Here you can set up the number of proposals to be handled.
Max number of suggestions
The number of suggestions to be retrieved for further evaluation.
Note! Although the default in the search modules is to only present one suggestion, it is nota good idea to set the maximum number of suggestions to one! A low value gives a poor basis to get the "best" suggestion. Too high a value is costly to process. The default value is 5.
Use extended results
This setting means that the proposals are processed more and the estimated number of hits is calculated.
Here you can make settings to determine which word suggestion (made according to the lexical rules below) is "best".
This option produces the word in the dictionary, which, according to lexical rules, is most similar to the search terms.
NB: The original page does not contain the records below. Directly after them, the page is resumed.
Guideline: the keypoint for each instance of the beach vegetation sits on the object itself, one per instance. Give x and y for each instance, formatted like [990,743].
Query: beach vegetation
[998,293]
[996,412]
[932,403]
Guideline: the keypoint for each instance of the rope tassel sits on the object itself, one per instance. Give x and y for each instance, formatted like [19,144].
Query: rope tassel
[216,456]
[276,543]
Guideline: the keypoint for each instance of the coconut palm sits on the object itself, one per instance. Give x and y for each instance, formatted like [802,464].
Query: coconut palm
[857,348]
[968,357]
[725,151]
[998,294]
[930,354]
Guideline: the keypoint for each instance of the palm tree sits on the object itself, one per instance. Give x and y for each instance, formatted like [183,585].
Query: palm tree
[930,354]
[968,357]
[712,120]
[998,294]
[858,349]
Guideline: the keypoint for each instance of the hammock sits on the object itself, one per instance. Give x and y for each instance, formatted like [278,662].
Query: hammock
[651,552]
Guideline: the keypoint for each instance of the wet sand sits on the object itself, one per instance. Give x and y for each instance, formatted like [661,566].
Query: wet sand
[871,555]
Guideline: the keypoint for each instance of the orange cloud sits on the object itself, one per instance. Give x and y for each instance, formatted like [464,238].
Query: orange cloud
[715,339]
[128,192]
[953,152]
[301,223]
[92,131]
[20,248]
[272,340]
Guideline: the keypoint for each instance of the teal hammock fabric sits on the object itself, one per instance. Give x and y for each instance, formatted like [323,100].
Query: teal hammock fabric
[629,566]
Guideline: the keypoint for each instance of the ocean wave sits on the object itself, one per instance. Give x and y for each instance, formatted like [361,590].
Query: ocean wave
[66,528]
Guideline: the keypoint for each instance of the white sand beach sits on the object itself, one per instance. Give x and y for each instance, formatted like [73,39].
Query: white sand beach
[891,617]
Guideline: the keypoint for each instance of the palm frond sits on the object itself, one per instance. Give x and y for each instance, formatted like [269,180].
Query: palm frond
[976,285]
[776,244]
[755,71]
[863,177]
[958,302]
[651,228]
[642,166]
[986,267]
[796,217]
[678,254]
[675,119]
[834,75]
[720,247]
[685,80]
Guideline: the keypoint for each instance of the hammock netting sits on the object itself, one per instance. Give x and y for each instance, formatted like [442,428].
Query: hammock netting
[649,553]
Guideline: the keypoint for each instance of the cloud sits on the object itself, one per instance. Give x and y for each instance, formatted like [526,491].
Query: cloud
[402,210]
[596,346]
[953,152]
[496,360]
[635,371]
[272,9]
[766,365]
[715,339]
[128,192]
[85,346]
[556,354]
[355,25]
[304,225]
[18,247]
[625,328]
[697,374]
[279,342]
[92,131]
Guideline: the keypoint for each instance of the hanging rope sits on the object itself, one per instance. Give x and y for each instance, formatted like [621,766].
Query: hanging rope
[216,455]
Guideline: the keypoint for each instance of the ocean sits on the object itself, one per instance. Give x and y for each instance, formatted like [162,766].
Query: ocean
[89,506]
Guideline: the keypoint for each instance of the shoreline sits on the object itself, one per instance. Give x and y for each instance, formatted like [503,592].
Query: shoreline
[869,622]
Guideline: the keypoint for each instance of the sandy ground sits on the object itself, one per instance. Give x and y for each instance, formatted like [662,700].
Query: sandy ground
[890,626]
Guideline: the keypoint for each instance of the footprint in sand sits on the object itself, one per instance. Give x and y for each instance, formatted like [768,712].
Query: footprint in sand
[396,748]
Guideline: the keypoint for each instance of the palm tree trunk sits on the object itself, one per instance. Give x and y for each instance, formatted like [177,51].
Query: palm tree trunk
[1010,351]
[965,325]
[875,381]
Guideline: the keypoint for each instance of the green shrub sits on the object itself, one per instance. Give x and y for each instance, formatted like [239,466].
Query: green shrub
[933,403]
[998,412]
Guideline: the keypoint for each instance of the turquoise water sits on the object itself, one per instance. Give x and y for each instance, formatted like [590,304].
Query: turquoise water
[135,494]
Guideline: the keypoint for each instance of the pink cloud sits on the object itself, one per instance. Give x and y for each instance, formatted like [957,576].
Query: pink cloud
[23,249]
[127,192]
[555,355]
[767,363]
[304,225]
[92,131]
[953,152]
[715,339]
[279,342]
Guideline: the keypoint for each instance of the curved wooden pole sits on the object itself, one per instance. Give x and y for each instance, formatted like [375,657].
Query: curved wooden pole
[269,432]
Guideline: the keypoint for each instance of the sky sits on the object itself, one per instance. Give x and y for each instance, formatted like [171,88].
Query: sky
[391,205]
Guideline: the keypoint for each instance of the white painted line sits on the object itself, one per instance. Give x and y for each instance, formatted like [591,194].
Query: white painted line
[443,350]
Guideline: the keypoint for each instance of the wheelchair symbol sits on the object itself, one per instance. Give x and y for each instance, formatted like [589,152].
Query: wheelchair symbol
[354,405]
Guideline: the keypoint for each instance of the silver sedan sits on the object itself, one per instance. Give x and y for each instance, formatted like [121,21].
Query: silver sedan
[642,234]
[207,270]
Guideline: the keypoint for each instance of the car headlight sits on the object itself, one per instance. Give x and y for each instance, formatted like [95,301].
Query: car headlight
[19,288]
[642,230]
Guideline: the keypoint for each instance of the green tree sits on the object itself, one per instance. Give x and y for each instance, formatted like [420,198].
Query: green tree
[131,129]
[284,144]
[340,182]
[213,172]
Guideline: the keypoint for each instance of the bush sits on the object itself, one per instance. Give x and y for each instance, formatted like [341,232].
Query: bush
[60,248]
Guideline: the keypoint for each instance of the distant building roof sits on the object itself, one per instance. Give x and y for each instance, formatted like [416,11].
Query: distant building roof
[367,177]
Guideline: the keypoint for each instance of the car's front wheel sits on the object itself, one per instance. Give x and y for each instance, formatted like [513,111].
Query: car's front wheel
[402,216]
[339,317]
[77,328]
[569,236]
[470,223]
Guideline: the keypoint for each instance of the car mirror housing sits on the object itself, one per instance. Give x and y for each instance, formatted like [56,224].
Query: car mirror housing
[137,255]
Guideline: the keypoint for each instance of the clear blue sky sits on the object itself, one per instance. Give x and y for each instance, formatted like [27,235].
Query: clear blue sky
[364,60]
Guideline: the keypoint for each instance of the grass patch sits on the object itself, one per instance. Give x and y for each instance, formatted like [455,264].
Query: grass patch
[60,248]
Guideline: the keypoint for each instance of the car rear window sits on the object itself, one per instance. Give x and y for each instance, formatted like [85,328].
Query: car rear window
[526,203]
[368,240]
This option starts by producing a number of candidates from the dictionary, which, according to lexical rules, are most similar to the search terms. A search query is then made for each of the candidates and the candidate that appears most frequently in the index is considered the best word.
Here you can make settings to determine how to select alternative words, i.e. "what words are similar to this search term".
Mathematical algorithm to determine whether one word is similar to another. Possible algorithm options are:
Levenshtein algorithm is default.
A value between 0 and 1 that is used by the similarity algorithm. The lower the value, the more words (the risk of irrelevant words increases), the higher the value, the fewer (the risk of no words at all increases). Default is 0.5.
Here you make settings to ensure the suggestions are correct.
How many searches are to be made to ensure that suggestions provide search results.
All Did-you-mean functionality is handled by a SpellCheckComponent found in the search engine, Solr. You can configure values and parameters that affect the component's algorithms and behaviour for Did-you-mean suggestions via the SiteVision interface. Technical documentation is available for, for example,SpellCheckComponent and SpellCheckerRequestHandler.
Help with advanced search solutions is not included in the support.